USDA called for abolition of the 30-month standard in a recent general meeting of the World Organization for Animal Health which basically agreed on the risk-based approach but maintained the age limit.

The risk-based approach is a particular point of controversy between Japan and the U.S. because a failure by a New York exporter to remove risk material in violation of the agreed safeguard requirements led Tokyo to reinstate the import ban in January. Part of a spinal cord was found in veal that arrived in Japan only a month after the original two-year-old import ban was lifted in December.

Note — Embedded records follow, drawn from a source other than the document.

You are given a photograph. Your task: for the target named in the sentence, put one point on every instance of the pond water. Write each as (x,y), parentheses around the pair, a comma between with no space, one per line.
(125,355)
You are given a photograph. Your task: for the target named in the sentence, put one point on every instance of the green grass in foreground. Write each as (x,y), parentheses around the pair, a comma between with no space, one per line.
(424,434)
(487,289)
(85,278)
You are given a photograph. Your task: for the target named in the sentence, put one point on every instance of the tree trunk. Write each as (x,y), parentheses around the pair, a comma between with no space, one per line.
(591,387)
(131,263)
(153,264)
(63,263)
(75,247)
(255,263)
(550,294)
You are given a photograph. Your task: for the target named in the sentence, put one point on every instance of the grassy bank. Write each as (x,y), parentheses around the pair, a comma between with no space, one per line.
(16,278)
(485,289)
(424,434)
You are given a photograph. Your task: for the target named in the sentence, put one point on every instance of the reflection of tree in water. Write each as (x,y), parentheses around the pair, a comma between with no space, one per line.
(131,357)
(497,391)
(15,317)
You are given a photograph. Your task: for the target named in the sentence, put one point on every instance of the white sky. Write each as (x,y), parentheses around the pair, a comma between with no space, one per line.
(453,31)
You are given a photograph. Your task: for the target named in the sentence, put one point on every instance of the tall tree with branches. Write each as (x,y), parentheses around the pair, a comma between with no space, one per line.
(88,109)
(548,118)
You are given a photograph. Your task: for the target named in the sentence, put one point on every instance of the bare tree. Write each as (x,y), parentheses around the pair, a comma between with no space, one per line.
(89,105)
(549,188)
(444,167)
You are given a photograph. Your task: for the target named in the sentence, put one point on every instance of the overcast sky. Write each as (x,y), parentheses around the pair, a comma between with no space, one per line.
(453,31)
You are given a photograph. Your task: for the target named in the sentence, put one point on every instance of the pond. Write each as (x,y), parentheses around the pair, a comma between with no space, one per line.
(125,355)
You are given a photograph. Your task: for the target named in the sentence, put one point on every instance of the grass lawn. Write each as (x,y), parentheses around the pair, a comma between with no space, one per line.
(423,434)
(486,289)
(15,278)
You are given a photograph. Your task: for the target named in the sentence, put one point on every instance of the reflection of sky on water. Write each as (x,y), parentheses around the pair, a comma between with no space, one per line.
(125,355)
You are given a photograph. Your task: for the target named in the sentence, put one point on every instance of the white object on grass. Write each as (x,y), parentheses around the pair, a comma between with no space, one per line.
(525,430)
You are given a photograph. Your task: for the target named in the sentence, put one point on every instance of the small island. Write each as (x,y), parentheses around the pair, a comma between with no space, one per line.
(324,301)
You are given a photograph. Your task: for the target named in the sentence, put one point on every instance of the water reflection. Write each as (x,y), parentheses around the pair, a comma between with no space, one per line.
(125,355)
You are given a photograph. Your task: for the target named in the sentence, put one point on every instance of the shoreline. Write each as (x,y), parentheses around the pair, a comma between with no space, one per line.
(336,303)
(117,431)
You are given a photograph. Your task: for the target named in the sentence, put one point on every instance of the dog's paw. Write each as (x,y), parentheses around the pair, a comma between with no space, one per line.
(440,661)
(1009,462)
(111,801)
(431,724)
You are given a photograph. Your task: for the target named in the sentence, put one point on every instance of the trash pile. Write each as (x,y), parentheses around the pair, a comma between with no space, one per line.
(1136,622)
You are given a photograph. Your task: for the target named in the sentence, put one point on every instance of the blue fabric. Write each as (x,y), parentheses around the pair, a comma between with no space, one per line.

The ban had originally been imposed after the first U.S. case of BSE was confirmed in December 2003. While Japan agreed in late July to resume imports after inspecting U.S. meatpackers, Japanese consumers still have safety concerns and major supermarket chains have yet to put U.S. beef products back on their shelves, says the Japan Times Online article.

Another major source of concern is that BSE testing is not required for U.S. beef. USDA is continuing to turn down requests by some U.S. producers to voluntarily conduct blanket testing on cattle for beef exports to Japan to satisfy Japanese consumers. Japan continues to carry out blanket BSE testing on all slaughtered cattle although the government has decided to exempt cattle aged up to 20 months from BSE testing to pave the way for imports of U.S. beef.